Service-learning combines academic study with service in the community. Throughout the project guided critical and reflective thinking helps students link experience with theory to deepen their understanding and their ability to use what they learned. Students are expected to keep a reflective journal and summarize what they learned at the end of the project in the form of a journal, paper, portfolio or formal presentation.
At UT, you can engage in service-learning for non-credit as a co-curricular community service experience and also for-credit as a component of select academic courses. International community-based service-learning opportunities are also available.
For multiple years including 2014, UT has been named to the President's Higher Education Community Service Honor Roll for distinguished community service. It is one of the highest federal recognitions a school can achieve for its commitment to service-learning and civic engagement.

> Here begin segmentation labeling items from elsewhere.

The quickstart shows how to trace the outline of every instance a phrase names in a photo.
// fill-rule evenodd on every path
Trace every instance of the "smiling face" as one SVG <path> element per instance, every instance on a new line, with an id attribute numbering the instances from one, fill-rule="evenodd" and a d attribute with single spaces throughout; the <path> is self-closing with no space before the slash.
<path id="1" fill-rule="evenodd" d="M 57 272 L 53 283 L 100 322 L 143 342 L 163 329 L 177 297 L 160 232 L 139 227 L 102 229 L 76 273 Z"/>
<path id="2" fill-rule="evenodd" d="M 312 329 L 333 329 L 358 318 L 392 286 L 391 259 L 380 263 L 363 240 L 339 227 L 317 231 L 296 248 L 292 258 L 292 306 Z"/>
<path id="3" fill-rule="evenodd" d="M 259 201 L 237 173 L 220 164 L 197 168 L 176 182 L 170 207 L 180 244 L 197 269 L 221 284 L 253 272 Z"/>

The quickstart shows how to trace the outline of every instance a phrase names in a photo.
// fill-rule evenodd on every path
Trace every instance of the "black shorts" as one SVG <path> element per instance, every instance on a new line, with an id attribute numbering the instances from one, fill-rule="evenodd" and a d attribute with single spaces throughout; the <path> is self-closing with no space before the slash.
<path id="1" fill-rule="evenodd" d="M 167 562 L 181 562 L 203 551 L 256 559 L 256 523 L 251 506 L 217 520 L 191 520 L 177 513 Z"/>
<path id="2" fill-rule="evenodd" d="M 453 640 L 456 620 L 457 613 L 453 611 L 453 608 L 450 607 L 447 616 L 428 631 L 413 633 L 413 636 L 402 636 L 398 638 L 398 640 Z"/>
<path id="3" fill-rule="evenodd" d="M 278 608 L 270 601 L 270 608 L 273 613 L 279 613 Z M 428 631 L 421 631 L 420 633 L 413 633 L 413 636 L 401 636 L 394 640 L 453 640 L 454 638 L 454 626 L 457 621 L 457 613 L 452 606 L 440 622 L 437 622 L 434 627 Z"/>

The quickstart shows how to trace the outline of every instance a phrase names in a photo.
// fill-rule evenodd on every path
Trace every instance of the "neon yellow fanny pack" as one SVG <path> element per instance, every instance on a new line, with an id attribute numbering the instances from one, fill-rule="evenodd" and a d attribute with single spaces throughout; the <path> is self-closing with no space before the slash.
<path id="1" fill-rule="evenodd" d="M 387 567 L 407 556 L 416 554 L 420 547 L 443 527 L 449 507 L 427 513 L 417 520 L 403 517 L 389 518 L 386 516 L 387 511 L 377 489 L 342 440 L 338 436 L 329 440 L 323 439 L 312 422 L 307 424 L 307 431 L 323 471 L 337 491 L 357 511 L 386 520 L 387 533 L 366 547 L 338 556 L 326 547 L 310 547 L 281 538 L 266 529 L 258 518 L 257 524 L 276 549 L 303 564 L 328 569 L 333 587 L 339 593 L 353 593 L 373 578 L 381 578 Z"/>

Types of service-learning projects vary depending on the course or your individual interests:
Direct Service -Provide service directly to the clients of a community-based organization. This may include tutoring in an after school program, assisting elderly and economically disadvantaged individuals,working with refugees, etc.
Indirect Service - Serve at an organization without first-hand contact with the recipients. This includes providing administrative assistance, developing fundraising programs, creating marketing plans, participating in painting/construction projects, etc.
Advocacy - Take civic action by educating the public about particular issues in order to change or eliminate misunderstandings about culture/differences.
Here are just a few examples of academic service-learning opportunities at UT:
- PSY 210: Students are required to choose a nonprofit organization where they volunteer with children for 30 hours. They also complete a series of eight, two to three page papers where they are asked to link their experiences volunteering with course material.
- GWA 282: Students begin by questioning what development is, ask who defines it and explore who benefits from it. They then read about a wide range of development projects and evaluate them for their effectiveness. Finally, students and residents of the villages of Nabdam, Ghana, put together developmentally-oriented service projects and implement them during a trip to Ghana.